Explanatory Guide on Target 11 of the Strategic Plan for Biodiversity - A guide to Target 11 of the Strategic Plan for Biodiversity 2011-2020
Climate Change Resilience
Available Online
This guide focuses on Target 11 on protected areas of the Strategic Plan for Biodiversity. It is part of a series of guides which is meant to help Parties and other stakeholders take action in support of the Strategic Plan for Biodiversity during the United Nations Decade on Biodiversity. Establishment of comprehensive, ecologically representative, effectively managed and financially secured protected area networks is a critical strategy not only for biodiversity conservation, but for securing ecosystem goods and services, enabling climate change adaptation and mitigation, and helping countries achieve the Millennium Development Goals. Recognizing these critical roles of protected areas, the Parties to the Convention on Biological Diversity (CBD) in February 2004 committed to a comprehensive and specific set of actions known as the Programme of Work on Protected Areas (PoWPA).
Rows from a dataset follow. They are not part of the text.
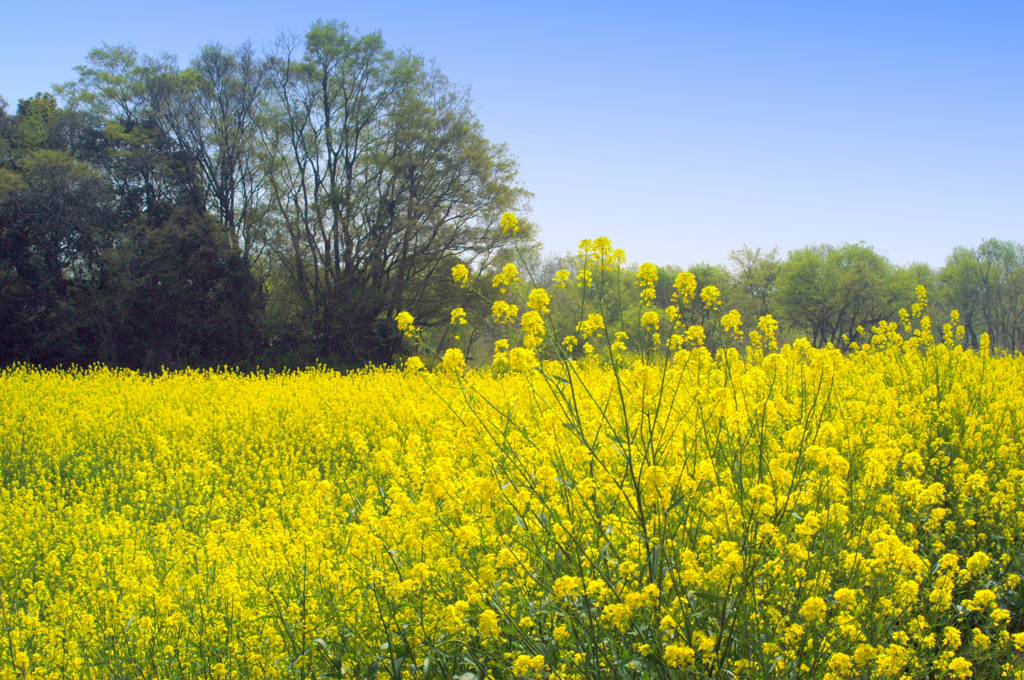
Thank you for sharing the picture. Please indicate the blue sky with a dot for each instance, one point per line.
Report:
(681, 130)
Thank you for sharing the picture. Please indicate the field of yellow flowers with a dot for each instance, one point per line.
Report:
(670, 512)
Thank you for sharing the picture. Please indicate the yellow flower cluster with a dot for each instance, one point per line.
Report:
(795, 512)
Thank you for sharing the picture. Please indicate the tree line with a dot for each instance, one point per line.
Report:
(279, 208)
(252, 208)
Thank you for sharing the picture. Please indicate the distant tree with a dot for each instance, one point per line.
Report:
(52, 213)
(381, 180)
(213, 111)
(986, 286)
(833, 293)
(756, 273)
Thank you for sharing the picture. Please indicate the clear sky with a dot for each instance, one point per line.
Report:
(681, 130)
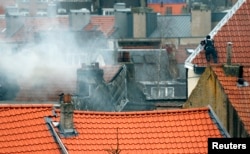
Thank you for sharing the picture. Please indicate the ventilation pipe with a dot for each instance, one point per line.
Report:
(241, 82)
(229, 52)
(66, 125)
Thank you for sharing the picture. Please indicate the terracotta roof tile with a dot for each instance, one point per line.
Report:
(23, 129)
(145, 132)
(236, 30)
(238, 96)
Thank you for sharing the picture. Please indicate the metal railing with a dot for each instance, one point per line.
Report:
(237, 5)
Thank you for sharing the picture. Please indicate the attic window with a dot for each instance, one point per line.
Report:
(169, 10)
(150, 58)
(124, 56)
(3, 30)
(163, 92)
(137, 59)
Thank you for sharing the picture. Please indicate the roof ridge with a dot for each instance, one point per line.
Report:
(145, 112)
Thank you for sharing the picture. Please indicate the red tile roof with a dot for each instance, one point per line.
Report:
(104, 24)
(238, 96)
(24, 130)
(171, 131)
(236, 30)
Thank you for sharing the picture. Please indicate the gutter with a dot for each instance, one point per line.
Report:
(55, 136)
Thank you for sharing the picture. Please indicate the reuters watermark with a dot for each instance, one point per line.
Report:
(224, 145)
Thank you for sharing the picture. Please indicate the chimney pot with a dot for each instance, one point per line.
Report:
(229, 52)
(67, 98)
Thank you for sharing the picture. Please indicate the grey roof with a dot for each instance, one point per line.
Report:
(172, 26)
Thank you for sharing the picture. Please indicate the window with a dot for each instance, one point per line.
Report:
(169, 10)
(162, 92)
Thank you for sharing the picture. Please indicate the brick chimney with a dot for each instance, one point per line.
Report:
(14, 20)
(78, 19)
(88, 78)
(66, 124)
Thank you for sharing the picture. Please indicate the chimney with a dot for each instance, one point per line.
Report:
(78, 19)
(229, 68)
(66, 125)
(88, 78)
(14, 20)
(229, 52)
(52, 9)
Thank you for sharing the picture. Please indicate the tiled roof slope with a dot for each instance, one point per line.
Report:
(23, 129)
(182, 131)
(103, 23)
(238, 96)
(236, 30)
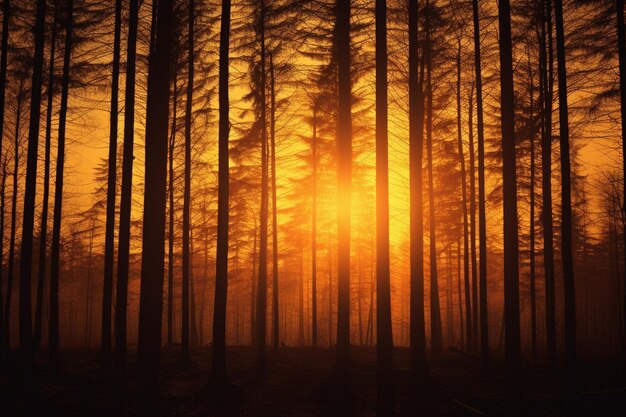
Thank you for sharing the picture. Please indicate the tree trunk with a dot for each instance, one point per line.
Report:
(109, 239)
(275, 289)
(384, 340)
(58, 195)
(344, 190)
(416, 148)
(566, 202)
(314, 230)
(11, 267)
(475, 318)
(533, 307)
(170, 235)
(26, 255)
(43, 235)
(546, 178)
(435, 312)
(153, 242)
(621, 48)
(221, 260)
(261, 317)
(121, 301)
(509, 191)
(466, 272)
(187, 193)
(482, 213)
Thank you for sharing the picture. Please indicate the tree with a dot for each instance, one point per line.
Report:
(621, 48)
(384, 342)
(221, 268)
(261, 316)
(416, 147)
(566, 200)
(26, 336)
(547, 61)
(58, 193)
(344, 176)
(466, 271)
(43, 234)
(511, 271)
(435, 314)
(125, 200)
(153, 242)
(109, 240)
(482, 214)
(187, 193)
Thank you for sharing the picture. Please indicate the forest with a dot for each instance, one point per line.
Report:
(312, 208)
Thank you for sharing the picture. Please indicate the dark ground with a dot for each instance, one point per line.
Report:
(297, 385)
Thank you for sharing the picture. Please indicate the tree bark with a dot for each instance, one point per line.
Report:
(58, 195)
(546, 178)
(26, 254)
(187, 191)
(43, 234)
(275, 290)
(466, 271)
(416, 148)
(261, 317)
(123, 249)
(109, 239)
(313, 230)
(482, 213)
(384, 340)
(435, 312)
(221, 260)
(153, 242)
(621, 48)
(509, 190)
(566, 201)
(344, 176)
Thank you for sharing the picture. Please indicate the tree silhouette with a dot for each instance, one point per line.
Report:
(109, 244)
(511, 271)
(153, 242)
(221, 271)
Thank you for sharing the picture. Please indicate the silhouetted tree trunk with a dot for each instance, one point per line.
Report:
(566, 201)
(509, 191)
(532, 278)
(435, 313)
(344, 175)
(153, 242)
(4, 47)
(621, 48)
(466, 271)
(546, 181)
(416, 148)
(58, 194)
(123, 249)
(313, 229)
(261, 316)
(43, 234)
(187, 191)
(482, 214)
(475, 319)
(4, 50)
(170, 235)
(2, 215)
(14, 197)
(26, 255)
(384, 340)
(221, 263)
(109, 238)
(275, 305)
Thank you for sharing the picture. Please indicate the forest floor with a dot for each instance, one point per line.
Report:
(297, 384)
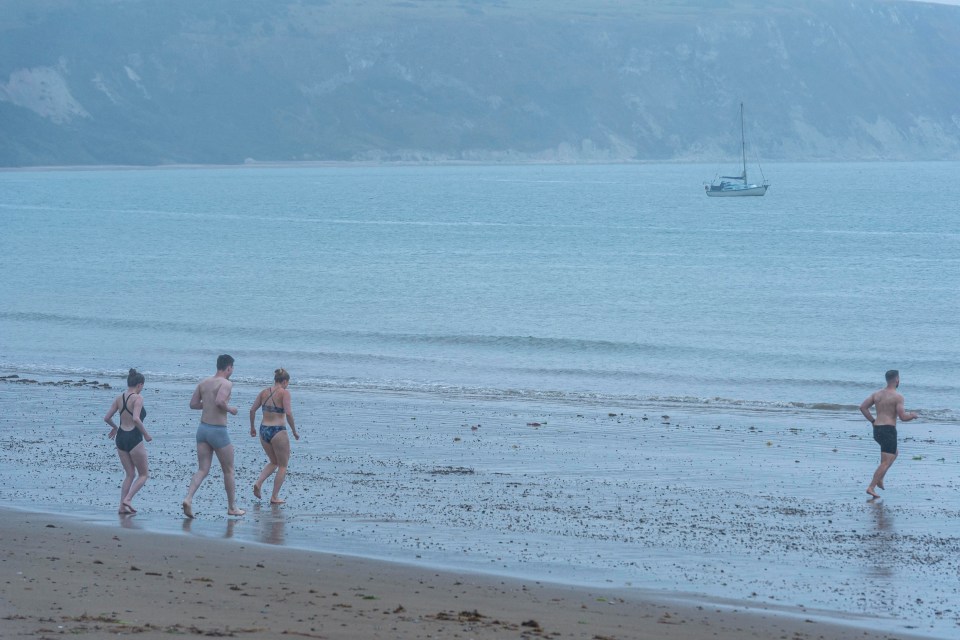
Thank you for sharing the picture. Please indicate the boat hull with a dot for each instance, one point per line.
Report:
(734, 191)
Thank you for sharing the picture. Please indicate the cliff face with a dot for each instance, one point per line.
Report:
(222, 81)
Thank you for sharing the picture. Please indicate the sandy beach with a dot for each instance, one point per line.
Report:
(416, 516)
(63, 576)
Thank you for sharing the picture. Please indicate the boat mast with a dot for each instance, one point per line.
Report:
(743, 146)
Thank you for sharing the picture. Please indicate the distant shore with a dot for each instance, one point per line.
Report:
(66, 576)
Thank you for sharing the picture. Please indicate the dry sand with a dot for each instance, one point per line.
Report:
(63, 576)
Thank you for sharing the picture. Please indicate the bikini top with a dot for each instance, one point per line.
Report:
(143, 412)
(273, 408)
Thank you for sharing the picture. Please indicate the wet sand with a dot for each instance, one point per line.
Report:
(63, 577)
(762, 512)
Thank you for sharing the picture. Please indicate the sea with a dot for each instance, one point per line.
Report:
(516, 334)
(603, 282)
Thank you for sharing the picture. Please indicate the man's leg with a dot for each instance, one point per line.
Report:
(225, 456)
(886, 461)
(204, 459)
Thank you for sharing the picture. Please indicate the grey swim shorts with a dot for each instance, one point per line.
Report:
(214, 435)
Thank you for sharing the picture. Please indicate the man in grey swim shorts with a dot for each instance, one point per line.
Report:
(212, 398)
(889, 404)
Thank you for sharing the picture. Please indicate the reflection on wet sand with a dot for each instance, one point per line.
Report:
(231, 524)
(883, 551)
(272, 524)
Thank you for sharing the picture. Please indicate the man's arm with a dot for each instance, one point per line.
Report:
(902, 414)
(196, 402)
(223, 397)
(865, 408)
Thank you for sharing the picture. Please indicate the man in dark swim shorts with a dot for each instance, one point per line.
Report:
(889, 404)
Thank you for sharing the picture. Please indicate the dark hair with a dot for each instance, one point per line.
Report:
(223, 362)
(134, 378)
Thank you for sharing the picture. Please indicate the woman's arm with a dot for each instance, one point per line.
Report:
(137, 405)
(288, 408)
(253, 413)
(109, 417)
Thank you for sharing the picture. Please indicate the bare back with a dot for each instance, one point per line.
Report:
(889, 405)
(211, 397)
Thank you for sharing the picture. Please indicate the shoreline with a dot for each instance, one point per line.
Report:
(750, 513)
(70, 576)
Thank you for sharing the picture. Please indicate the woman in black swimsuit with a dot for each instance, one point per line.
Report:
(275, 401)
(129, 438)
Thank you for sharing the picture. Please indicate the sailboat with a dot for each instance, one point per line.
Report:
(742, 186)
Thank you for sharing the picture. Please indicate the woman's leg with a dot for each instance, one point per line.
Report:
(281, 452)
(139, 458)
(270, 467)
(128, 469)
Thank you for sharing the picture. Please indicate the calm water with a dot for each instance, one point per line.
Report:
(483, 359)
(609, 282)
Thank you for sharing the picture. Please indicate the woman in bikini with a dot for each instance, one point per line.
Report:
(275, 402)
(129, 438)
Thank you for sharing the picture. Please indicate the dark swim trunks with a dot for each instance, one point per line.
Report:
(886, 437)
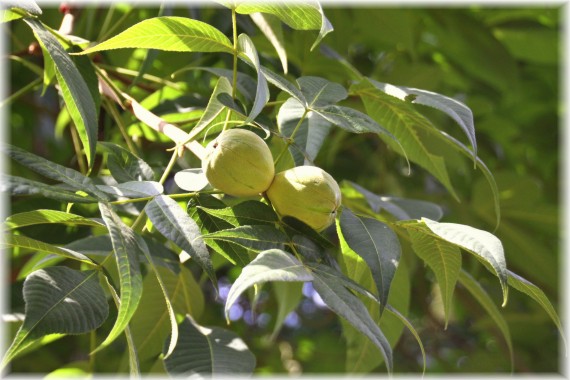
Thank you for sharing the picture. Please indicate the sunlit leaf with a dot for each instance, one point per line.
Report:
(271, 27)
(485, 300)
(247, 48)
(270, 265)
(255, 238)
(445, 261)
(170, 34)
(127, 252)
(59, 300)
(247, 212)
(377, 244)
(30, 218)
(172, 222)
(481, 243)
(74, 90)
(22, 186)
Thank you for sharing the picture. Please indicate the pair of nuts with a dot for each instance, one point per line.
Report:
(238, 162)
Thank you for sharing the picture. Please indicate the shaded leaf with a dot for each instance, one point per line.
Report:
(22, 186)
(75, 92)
(377, 244)
(170, 34)
(208, 223)
(288, 295)
(124, 165)
(320, 92)
(309, 136)
(255, 238)
(30, 218)
(25, 242)
(485, 300)
(481, 243)
(270, 265)
(208, 351)
(405, 123)
(445, 261)
(454, 108)
(348, 306)
(127, 252)
(70, 177)
(172, 222)
(59, 300)
(134, 189)
(533, 291)
(400, 208)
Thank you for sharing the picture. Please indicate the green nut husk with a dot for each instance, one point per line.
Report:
(307, 193)
(239, 163)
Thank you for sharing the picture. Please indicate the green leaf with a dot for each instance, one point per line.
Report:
(59, 300)
(22, 186)
(348, 306)
(247, 48)
(288, 295)
(169, 34)
(254, 238)
(235, 254)
(134, 189)
(172, 222)
(300, 16)
(309, 136)
(150, 325)
(405, 123)
(124, 165)
(377, 244)
(283, 84)
(208, 351)
(320, 92)
(74, 90)
(31, 218)
(534, 292)
(29, 6)
(215, 115)
(483, 298)
(270, 265)
(22, 241)
(271, 27)
(400, 208)
(246, 85)
(127, 252)
(482, 244)
(445, 261)
(454, 108)
(70, 177)
(248, 212)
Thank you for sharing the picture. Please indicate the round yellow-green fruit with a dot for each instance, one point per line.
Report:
(307, 193)
(239, 163)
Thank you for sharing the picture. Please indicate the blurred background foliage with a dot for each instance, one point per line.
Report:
(504, 63)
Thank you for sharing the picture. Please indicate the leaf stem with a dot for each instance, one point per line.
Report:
(291, 138)
(235, 52)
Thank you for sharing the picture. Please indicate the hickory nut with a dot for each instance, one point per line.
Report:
(239, 163)
(307, 193)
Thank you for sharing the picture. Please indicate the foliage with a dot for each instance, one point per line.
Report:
(128, 245)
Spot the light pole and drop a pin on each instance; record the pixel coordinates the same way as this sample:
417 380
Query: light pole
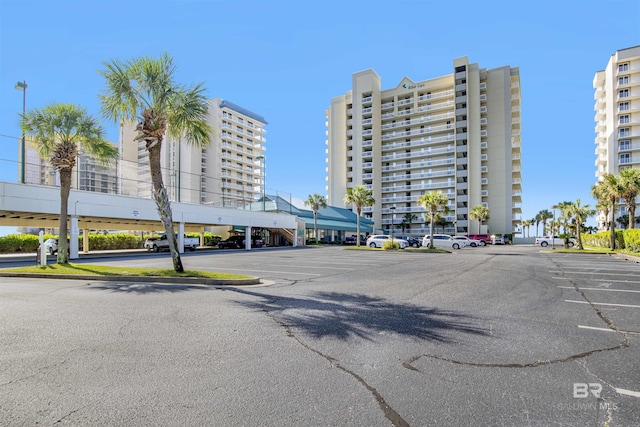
393 210
263 166
23 87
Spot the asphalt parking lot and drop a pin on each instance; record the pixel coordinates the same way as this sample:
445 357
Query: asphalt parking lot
505 335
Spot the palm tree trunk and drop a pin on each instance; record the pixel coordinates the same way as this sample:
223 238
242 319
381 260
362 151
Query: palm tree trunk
163 205
65 188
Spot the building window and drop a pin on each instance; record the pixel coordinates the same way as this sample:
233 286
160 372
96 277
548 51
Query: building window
625 158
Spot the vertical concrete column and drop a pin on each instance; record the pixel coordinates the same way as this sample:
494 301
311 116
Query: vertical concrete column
181 237
73 238
85 240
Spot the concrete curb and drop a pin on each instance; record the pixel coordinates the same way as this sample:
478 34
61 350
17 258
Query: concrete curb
142 279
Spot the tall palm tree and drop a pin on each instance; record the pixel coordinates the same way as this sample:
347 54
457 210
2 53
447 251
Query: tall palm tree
360 197
316 202
609 190
545 215
480 213
144 90
580 213
526 225
434 202
407 219
630 182
60 131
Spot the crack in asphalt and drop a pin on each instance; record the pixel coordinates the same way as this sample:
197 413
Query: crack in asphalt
624 343
395 418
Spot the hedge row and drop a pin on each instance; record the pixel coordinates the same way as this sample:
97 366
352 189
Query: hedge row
625 239
25 243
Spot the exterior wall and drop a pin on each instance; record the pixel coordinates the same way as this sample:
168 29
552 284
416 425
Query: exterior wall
228 172
617 115
453 133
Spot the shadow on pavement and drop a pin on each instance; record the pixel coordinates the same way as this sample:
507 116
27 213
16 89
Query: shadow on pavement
343 316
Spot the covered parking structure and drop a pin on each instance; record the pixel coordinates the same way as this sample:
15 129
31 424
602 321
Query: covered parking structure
27 205
334 224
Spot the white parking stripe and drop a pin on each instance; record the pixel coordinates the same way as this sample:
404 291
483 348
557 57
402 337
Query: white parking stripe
606 330
603 303
597 289
628 392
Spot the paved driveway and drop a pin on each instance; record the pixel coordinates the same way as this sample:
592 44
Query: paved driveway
485 336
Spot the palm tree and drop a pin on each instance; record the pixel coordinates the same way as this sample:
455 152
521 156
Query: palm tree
609 190
60 131
526 225
316 202
143 90
480 213
545 215
434 202
407 219
630 181
580 214
360 197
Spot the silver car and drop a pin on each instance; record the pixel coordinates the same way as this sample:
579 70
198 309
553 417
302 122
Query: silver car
377 240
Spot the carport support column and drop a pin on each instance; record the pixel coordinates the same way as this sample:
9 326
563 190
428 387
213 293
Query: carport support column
73 238
181 237
247 238
85 241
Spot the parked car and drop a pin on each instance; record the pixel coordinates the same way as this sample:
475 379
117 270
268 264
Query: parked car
484 238
377 240
556 241
351 240
497 240
443 241
157 244
414 242
239 242
470 242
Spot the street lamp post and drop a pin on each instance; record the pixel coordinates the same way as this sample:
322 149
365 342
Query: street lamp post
23 87
263 165
393 210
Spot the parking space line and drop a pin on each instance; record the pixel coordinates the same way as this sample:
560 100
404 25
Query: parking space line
628 392
606 330
608 280
598 289
603 303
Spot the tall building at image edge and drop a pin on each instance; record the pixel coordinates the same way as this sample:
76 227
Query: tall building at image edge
617 106
459 134
228 172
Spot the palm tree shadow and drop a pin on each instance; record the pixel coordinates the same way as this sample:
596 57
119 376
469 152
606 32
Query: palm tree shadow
344 316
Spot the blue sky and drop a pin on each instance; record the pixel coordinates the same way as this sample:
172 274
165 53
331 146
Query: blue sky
286 59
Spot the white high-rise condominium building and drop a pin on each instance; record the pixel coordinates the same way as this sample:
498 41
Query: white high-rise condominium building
228 172
617 105
459 134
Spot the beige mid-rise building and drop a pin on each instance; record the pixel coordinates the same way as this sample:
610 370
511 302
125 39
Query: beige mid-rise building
459 134
617 106
228 172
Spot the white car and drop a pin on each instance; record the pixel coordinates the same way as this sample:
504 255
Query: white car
443 241
377 240
469 242
556 241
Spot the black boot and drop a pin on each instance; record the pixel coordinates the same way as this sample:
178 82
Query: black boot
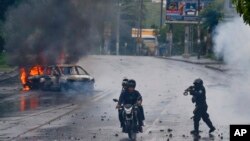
210 125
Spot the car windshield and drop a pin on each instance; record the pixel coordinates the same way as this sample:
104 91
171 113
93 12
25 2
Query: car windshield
69 70
81 71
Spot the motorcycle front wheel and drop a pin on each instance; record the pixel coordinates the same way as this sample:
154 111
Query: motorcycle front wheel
132 135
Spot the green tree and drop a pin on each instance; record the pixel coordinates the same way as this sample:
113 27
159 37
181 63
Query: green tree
211 16
243 8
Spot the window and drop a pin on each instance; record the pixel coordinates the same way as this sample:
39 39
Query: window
81 71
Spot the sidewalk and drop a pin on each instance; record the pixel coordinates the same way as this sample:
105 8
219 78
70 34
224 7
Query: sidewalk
208 63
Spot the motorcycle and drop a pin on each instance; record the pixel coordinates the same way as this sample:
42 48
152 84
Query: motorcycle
129 114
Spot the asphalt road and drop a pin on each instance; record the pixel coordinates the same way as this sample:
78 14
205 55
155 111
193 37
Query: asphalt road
37 115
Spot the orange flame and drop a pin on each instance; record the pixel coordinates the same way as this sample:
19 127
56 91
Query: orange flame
36 70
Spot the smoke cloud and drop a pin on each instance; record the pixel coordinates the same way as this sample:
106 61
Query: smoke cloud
45 31
232 41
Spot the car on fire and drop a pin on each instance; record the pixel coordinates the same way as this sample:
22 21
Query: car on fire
60 77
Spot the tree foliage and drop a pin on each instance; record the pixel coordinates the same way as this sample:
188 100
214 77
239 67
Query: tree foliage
212 15
243 8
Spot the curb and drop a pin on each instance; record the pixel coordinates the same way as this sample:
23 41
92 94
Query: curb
191 62
216 68
207 64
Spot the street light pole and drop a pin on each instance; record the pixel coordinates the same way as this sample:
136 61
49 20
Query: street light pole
118 28
161 14
198 30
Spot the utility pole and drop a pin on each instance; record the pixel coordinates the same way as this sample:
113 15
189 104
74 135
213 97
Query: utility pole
140 43
118 28
198 30
139 27
161 14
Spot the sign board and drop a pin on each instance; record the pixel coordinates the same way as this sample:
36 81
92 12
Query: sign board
144 32
184 10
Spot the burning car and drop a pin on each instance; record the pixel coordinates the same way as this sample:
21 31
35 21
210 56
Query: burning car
57 77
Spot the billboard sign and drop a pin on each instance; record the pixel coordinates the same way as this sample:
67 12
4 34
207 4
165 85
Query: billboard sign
184 10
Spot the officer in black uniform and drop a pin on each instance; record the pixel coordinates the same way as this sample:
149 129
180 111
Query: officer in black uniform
132 96
199 98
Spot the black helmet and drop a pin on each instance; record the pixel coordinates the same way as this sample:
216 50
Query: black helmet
124 82
198 82
131 83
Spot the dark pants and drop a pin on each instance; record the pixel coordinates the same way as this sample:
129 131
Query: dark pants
140 116
201 112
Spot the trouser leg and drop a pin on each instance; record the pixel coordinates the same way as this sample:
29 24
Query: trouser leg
206 119
120 117
197 118
140 115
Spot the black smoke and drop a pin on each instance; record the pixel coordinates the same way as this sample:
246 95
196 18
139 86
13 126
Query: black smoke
42 31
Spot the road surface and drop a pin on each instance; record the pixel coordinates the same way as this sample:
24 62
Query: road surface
36 115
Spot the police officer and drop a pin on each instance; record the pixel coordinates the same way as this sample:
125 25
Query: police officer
124 88
199 98
124 84
132 96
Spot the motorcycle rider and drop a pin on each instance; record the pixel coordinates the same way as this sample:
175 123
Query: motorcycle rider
132 96
199 98
124 84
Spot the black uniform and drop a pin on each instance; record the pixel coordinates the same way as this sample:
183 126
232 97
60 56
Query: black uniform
200 111
132 98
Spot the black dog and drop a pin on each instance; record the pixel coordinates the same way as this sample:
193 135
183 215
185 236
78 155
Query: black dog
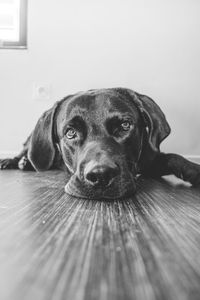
104 138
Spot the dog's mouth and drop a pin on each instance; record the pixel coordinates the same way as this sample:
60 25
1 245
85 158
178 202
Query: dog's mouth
120 188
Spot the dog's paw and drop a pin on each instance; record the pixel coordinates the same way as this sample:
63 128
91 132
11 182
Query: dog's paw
193 175
24 164
8 163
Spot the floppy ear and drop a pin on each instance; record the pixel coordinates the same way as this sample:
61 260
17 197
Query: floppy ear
156 124
42 149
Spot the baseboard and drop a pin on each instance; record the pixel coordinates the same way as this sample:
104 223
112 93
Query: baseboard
194 158
4 154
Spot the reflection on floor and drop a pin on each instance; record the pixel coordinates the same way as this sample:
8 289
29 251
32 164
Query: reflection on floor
53 246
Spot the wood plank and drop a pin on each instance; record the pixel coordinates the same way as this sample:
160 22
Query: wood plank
53 246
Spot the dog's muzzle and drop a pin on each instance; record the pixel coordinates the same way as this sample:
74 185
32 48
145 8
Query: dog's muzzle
101 181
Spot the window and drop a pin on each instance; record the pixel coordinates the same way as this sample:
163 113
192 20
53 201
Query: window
13 24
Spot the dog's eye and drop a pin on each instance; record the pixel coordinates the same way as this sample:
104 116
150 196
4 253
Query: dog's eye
126 125
71 133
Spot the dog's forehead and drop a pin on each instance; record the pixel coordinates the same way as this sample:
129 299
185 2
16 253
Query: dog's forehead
99 103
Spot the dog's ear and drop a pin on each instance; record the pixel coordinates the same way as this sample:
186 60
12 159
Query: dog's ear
157 126
42 148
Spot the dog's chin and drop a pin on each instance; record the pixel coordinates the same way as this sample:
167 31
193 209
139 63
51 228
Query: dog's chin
117 190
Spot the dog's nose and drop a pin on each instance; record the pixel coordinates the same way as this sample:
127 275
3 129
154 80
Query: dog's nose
101 175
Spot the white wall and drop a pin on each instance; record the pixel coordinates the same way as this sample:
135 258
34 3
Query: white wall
152 46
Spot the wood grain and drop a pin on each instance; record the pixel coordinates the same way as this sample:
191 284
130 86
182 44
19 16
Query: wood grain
53 246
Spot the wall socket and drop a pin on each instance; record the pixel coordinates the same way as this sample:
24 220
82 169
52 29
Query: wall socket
42 92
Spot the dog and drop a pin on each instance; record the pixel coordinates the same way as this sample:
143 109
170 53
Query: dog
104 139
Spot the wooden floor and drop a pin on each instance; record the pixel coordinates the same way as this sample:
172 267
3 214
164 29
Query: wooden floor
53 246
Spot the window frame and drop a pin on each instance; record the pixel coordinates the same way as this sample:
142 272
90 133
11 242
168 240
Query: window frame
22 42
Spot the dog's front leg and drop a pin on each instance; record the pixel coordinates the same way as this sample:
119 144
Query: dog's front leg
166 164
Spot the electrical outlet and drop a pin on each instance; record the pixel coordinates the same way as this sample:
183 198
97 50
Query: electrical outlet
42 92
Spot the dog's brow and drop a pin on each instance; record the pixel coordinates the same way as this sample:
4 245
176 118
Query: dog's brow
76 112
119 115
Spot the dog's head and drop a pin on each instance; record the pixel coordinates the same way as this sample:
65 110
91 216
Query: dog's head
105 138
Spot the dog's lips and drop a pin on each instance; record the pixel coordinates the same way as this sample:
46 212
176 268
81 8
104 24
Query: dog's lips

By emphasizing the equitable sharing of costs and benefits, recognizing various governance types and by giving prominence to ecological representation, management effectiveness and multiple benefits, the PoWPA is the most comprehensive global plan of action for effective implementation of protected areas and is considered as a defining framework or “blueprint” for protected areas for the next decades. CBD Parties hailed PoWPA as the most implemented of CBD programmes and a successful initiative. Successive decisions of the CBD Conference of Parties (COP) from its seventh to tenth meetings established the policy environment fostering the implementation of the PoWPA.